One of the best ways to deal with cramped social interaction is to listen carefully when conversing with someone. Most of the time, you fail to behave correctly because you don’t listen carefully, miss out on essential speeches, and end-up speaking something irrelevant. Try concentrating and do not zone out while communicating.

3. Make Eye Contacts

Lack of eye contact during any social interaction makes you seem not interested. If you have ever attended any live presentation or a stand-up show, you might have noticed that the host makes eye contact with the entire audience. Having eye contact makes you more confident. People tend to agree with you when you maintain eye contact while speaking to them. But at the same time, ensure that you don’t stare at them. That can be annoying. Create positive eye contact, and you’ll be less self-conscious.

4. Ask Questions

Conversations are a two-way street. If only one of you is speaking, the chat is bound to become uncomfortable. Asking questions shows that you are interested in the discussion, and you are seeking their agreement. And if possible, ask open-ended questions, where the answer is more than just a yes or a no. This will make your interaction a little more interesting.

5. Acknowledge awkwardness and move on

Sometimes, it isn’t you – it is the situation that is inopportune. You probably cannot do anything about it, so why not embrace it?
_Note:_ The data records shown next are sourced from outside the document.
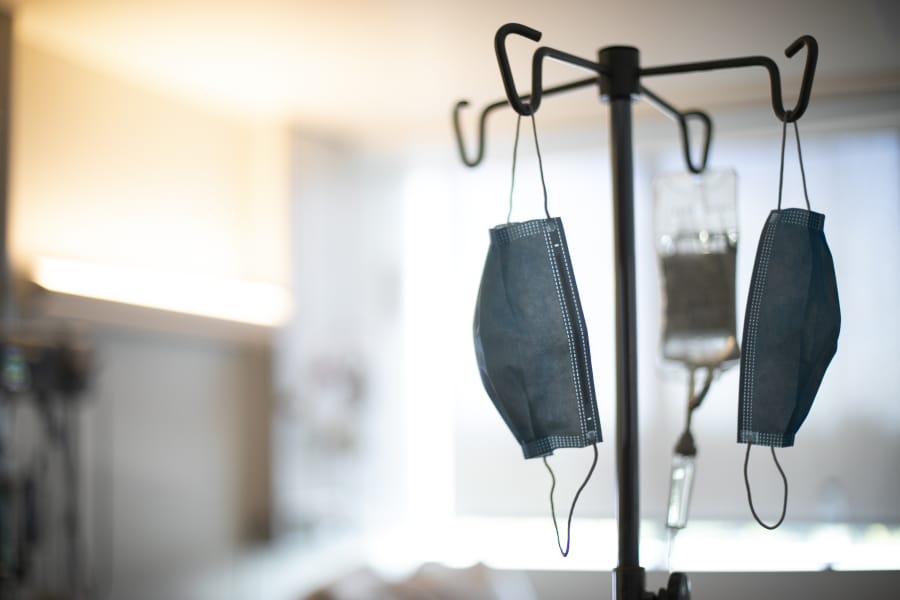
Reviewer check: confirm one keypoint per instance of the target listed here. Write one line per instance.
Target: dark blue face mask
(531, 342)
(791, 327)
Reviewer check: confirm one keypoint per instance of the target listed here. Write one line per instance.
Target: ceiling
(392, 69)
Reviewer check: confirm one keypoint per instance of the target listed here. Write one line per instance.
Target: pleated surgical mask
(791, 327)
(531, 342)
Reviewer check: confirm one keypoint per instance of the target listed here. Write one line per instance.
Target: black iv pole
(618, 76)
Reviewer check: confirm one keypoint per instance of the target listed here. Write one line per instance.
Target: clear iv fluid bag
(695, 223)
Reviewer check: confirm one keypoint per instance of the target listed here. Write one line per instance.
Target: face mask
(531, 342)
(790, 328)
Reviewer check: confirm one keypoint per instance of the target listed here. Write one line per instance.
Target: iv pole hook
(809, 71)
(503, 61)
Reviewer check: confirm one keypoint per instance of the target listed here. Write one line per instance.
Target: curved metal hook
(682, 119)
(481, 127)
(809, 71)
(503, 61)
(686, 143)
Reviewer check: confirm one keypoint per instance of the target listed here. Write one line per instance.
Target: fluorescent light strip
(231, 300)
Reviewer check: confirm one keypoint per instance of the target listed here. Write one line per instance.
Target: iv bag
(695, 223)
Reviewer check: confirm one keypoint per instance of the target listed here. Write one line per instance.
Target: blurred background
(243, 256)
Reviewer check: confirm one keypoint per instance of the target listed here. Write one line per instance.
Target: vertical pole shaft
(629, 575)
(620, 84)
(626, 372)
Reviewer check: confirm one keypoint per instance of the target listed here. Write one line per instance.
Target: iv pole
(618, 75)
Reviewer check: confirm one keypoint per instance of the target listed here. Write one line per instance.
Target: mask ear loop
(799, 156)
(750, 497)
(574, 501)
(512, 184)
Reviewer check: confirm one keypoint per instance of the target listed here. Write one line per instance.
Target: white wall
(176, 423)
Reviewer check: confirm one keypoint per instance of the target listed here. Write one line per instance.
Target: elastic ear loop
(750, 497)
(512, 184)
(574, 501)
(799, 156)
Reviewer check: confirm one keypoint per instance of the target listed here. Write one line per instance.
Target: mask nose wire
(537, 147)
(750, 497)
(574, 501)
(799, 156)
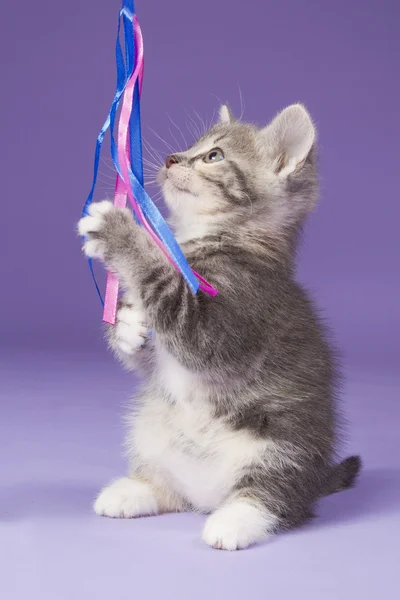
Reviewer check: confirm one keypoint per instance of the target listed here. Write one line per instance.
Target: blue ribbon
(124, 72)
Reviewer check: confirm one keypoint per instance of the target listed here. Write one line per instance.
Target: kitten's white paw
(126, 498)
(93, 224)
(237, 525)
(131, 330)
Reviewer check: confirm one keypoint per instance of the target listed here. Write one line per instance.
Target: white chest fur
(200, 456)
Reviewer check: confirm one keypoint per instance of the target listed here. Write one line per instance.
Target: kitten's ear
(225, 114)
(288, 139)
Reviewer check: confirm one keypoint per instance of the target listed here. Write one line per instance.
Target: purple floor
(61, 438)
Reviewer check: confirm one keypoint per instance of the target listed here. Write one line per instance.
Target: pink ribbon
(123, 189)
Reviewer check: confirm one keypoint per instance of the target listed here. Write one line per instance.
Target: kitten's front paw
(126, 498)
(108, 230)
(131, 330)
(236, 526)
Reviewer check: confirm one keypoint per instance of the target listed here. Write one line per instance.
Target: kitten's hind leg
(133, 497)
(238, 523)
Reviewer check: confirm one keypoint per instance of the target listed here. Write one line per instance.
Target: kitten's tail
(344, 475)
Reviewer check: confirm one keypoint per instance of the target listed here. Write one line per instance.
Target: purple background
(61, 393)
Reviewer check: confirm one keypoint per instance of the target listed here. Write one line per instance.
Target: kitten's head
(238, 175)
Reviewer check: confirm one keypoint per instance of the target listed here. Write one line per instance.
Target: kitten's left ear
(225, 114)
(288, 139)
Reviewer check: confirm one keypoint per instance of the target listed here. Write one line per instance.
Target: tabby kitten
(236, 415)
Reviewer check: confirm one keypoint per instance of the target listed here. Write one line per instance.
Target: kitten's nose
(171, 159)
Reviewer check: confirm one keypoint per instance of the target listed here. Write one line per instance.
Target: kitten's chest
(200, 455)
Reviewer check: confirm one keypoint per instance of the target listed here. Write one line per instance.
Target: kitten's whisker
(201, 120)
(242, 104)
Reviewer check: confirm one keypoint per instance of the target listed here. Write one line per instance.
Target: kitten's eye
(215, 155)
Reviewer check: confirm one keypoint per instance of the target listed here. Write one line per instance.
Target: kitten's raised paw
(131, 331)
(236, 526)
(126, 498)
(91, 226)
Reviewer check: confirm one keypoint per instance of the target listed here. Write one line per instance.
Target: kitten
(237, 415)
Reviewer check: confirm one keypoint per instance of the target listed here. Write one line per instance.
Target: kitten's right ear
(225, 115)
(288, 139)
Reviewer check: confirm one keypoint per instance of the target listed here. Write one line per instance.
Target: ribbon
(127, 159)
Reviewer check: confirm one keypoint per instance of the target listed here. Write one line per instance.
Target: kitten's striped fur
(236, 415)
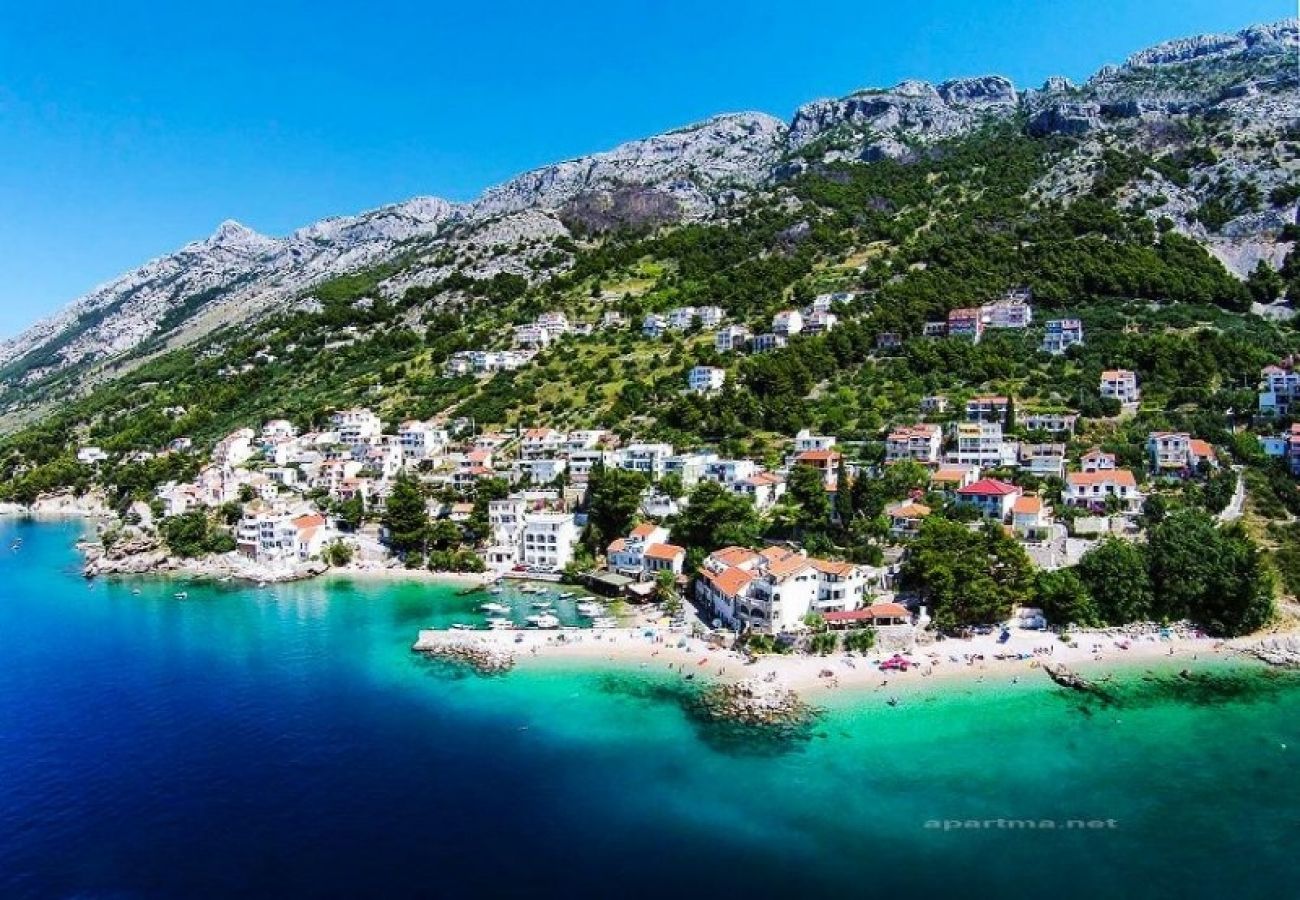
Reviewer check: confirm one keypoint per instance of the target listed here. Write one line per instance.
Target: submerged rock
(1281, 652)
(754, 702)
(482, 657)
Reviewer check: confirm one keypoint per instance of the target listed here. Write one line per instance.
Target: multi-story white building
(547, 540)
(805, 440)
(532, 336)
(1008, 312)
(966, 323)
(681, 317)
(918, 442)
(788, 323)
(987, 409)
(819, 323)
(1091, 489)
(557, 324)
(768, 341)
(706, 379)
(1279, 390)
(710, 316)
(581, 462)
(980, 444)
(645, 458)
(991, 497)
(1178, 453)
(774, 591)
(356, 425)
(1060, 334)
(421, 440)
(538, 442)
(1054, 423)
(762, 488)
(1119, 385)
(732, 337)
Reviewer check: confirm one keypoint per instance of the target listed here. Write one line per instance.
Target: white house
(710, 316)
(1060, 334)
(991, 497)
(91, 455)
(980, 444)
(765, 489)
(547, 540)
(732, 337)
(654, 325)
(1279, 390)
(788, 323)
(1091, 489)
(645, 458)
(356, 425)
(1119, 385)
(768, 341)
(706, 379)
(918, 442)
Those eerie, uncomfortable elevator rides with your colleagues you barely know can be embarrassing. No one knows how to handle such a situation, and everyone feels weird. The best call here is to embrace the moment and move on. Accept that awkwardness, and don’t get too involved.

The Bottom Line

There is nothing wrong with being awkward during social interactions, but it is essential to overcome it. At some point in life, you might experience that touchy moment, and that’s okay. If you feel that you are doing fine, don’t change. But if it bothers you, the above techniques will help you shine throughout. Start small and practice daily. Gradually, you will notice that you are becoming confident during any social interaction.